8. The Gospel According to Thomas Jefferson, Charles Dickens and Count Leo Tolstoy: Discord (WaterTower Theatre); directed by Emily Scott Banks. Three important writers spanning more than a century find themselves in limbo, negotiating the scope and limitations of religious principles. It sounds heady, and it is, but also fast-paced, smart and entertaining. If only Sunday school were this inviting.

7. The Minotaur (Theatre 3); directed by Jeffrey Schmidt. One of three riffs on ancient myths to make a strong impression this year, this one the murky fable of the Labyrinth, with all its Joseph Campbell iconography intact. Like Discord, it employs a trio of thinkers to parse out the morality, but it’s the emotional grab, embodied by Darren McElroy as the cursed monster, that clinches the deal.

6. Hair (Dallas Theater Center); directed by Kevin Moriarty. The definitive counterculture musical always risks devolving into quaint-ified period piece, but the DTC’s recent version created a genuine “happening” — not condescending nostalgia, but turning the Wyly into a unique community, if only for a few hours. Groovy.

5. Cedar Springs; or Big Scary Animals (Theatre Three); directed by Jeffrey Schmidt. Intensely localized, this dark comedy by playwright Matt Lyle posits what happens when a well-intentioned but unsophicated older couple move next door to a gay mixed-race family, at least two of whom have poor social skills. Who’s to blame for all the misunderstandings? Lyle toys with your expectations and loyalties and forces the audience to see The Other in a sympathetic (or critical) light, and does so through one of the densest string of laugh-out-loud comedies you’ll ever see.

4. Hood (Dallas Theater Center); directed by Douglas Carter Beane. Like The Minotaur, this updating of the Robin Hood legend trades in the iconography of myths, but turns the tropes on their head in this exhaustingly energetic romp through Sherwood Forest.

3. Pride & Prejudice (WaterTower Theatre); directed by Joanie Schultz. Jane Austen has been so over-adapted, a new version of one of her Regency novels sounds like dread, but this version, by playwright Kate Hamill, traded on its familiarity for a streamlined farce instead of a staid comedy of manners. Nineteenth century romantic entanglements have rarely felt so modern.

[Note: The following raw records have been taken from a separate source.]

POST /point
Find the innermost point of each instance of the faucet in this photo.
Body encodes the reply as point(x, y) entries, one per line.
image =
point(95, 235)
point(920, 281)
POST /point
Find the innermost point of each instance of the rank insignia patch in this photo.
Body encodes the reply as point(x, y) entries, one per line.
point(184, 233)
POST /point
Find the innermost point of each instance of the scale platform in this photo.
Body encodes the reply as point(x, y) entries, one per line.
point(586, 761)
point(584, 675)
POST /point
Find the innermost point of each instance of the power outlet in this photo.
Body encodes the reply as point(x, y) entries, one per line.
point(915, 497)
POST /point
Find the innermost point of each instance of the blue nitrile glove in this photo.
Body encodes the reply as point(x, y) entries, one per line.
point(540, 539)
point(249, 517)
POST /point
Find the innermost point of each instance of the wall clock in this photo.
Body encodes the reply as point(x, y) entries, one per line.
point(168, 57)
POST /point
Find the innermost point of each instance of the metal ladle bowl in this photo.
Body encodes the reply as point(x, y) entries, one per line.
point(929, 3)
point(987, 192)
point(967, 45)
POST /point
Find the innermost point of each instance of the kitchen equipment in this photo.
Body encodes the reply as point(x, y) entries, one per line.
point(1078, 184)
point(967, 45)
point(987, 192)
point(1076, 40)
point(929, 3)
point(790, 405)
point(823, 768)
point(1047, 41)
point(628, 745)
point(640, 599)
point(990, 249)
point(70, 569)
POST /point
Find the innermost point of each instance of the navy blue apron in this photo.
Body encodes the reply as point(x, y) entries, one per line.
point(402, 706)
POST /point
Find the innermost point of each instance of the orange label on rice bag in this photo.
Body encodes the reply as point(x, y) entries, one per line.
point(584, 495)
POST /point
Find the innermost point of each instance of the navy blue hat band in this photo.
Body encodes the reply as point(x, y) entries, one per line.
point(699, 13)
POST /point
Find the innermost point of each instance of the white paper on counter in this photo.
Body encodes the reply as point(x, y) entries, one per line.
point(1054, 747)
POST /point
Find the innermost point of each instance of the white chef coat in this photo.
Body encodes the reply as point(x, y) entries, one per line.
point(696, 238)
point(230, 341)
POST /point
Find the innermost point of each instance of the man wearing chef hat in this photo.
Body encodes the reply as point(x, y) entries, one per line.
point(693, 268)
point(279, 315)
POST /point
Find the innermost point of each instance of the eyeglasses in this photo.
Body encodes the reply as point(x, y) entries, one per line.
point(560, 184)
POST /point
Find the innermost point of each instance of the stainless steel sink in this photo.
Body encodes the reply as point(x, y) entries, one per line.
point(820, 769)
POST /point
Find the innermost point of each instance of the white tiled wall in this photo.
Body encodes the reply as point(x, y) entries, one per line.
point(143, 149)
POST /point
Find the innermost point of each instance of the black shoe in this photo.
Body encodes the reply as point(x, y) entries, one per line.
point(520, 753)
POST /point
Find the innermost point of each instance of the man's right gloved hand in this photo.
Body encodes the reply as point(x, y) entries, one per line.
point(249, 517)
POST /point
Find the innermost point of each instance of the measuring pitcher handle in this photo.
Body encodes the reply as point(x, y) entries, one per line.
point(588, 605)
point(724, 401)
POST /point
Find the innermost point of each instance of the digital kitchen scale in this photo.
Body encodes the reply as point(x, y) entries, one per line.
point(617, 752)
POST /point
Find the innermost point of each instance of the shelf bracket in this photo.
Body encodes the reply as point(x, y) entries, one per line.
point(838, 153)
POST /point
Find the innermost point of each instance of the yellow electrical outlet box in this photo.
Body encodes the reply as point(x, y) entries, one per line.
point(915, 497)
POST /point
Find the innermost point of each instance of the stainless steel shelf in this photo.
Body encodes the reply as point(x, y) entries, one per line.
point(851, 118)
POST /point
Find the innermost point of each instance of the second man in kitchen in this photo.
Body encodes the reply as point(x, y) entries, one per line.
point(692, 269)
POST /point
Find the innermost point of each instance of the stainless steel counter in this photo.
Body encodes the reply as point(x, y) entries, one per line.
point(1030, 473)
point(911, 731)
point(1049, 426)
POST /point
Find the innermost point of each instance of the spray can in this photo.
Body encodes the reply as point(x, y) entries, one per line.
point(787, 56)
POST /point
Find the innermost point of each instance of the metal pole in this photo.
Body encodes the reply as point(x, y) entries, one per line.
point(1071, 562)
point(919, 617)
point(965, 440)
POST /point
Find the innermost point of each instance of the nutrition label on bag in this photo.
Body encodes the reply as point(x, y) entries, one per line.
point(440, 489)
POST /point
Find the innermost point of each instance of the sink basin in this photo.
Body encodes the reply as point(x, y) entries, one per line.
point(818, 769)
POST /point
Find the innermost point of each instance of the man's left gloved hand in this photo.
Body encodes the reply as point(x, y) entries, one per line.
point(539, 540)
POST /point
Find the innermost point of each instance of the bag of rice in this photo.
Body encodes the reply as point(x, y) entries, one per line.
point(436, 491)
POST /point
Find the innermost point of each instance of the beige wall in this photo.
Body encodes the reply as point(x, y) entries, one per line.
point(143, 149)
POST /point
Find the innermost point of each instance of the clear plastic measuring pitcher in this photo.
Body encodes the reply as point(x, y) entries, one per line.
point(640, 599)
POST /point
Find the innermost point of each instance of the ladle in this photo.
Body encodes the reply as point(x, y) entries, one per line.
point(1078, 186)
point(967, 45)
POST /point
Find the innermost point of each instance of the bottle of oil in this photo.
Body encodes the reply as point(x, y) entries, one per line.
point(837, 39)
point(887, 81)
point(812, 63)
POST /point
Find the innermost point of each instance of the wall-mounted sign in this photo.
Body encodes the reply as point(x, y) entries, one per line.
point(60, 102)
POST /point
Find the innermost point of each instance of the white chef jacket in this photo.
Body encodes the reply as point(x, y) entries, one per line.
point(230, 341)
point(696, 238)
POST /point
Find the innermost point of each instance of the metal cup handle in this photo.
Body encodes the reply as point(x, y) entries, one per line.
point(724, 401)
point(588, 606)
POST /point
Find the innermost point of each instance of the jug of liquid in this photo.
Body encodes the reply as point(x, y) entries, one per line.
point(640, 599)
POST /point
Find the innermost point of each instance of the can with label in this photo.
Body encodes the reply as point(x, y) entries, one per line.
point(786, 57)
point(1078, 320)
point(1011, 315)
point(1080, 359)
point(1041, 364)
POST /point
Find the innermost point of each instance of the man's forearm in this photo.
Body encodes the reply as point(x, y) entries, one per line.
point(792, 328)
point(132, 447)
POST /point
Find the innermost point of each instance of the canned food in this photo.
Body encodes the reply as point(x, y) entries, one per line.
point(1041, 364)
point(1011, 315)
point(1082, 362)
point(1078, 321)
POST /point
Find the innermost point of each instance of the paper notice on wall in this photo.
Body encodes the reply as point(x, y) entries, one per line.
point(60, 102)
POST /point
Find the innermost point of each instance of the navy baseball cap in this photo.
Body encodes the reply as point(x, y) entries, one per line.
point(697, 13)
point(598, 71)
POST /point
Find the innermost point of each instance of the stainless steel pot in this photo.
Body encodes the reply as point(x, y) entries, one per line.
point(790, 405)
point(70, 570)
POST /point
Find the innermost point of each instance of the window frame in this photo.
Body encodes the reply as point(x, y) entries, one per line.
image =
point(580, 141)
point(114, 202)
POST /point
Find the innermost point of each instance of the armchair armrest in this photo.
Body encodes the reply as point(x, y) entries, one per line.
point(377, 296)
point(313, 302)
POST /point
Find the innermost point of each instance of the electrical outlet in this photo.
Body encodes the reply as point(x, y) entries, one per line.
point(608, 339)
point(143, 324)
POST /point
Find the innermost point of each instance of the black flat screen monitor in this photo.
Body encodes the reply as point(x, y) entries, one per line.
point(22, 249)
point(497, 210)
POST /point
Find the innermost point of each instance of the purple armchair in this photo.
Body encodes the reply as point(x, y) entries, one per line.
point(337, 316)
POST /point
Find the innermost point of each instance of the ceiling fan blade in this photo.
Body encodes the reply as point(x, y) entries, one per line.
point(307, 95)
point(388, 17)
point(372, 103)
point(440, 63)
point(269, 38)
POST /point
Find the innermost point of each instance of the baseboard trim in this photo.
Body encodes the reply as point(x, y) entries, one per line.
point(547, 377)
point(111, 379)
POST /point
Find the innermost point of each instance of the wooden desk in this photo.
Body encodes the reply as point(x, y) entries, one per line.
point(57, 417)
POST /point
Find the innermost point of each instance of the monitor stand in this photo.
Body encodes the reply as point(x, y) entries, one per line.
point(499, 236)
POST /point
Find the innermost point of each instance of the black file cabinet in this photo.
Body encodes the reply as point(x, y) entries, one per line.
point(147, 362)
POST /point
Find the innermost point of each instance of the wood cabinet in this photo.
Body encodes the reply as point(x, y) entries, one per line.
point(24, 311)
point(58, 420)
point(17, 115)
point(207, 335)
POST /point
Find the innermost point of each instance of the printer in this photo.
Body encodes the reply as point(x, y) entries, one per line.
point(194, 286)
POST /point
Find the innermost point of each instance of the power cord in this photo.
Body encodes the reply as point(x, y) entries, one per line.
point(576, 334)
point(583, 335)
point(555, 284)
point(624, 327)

2. The Necessities (Second Thought Theatre); directed by Joel Ferrell. Playwright Blake Hackler’s four-hander about the denizens of a small Texas town precariously navigating their ways through the emotional damage of life was a deft, moody, heart-breaking character study.

1. Electra (Dallas Theater Center); directed by Kevin Moriarty. The DTC won the Tony Award this year for best regional theater in the country, and by all indications, this production of the Greek tragedy was the clincher, and justly so. Adapting the production for an outdoor space (the audiences moves three times), adding an essential element of noise-cancelling headphones to pipe the dialogue and sound effects into your brain with shocking clarity, and turning a lurid and melodramatic story into a shockingly relevant and visceral experience, this was transformative theater — the one unforgettable show of the year.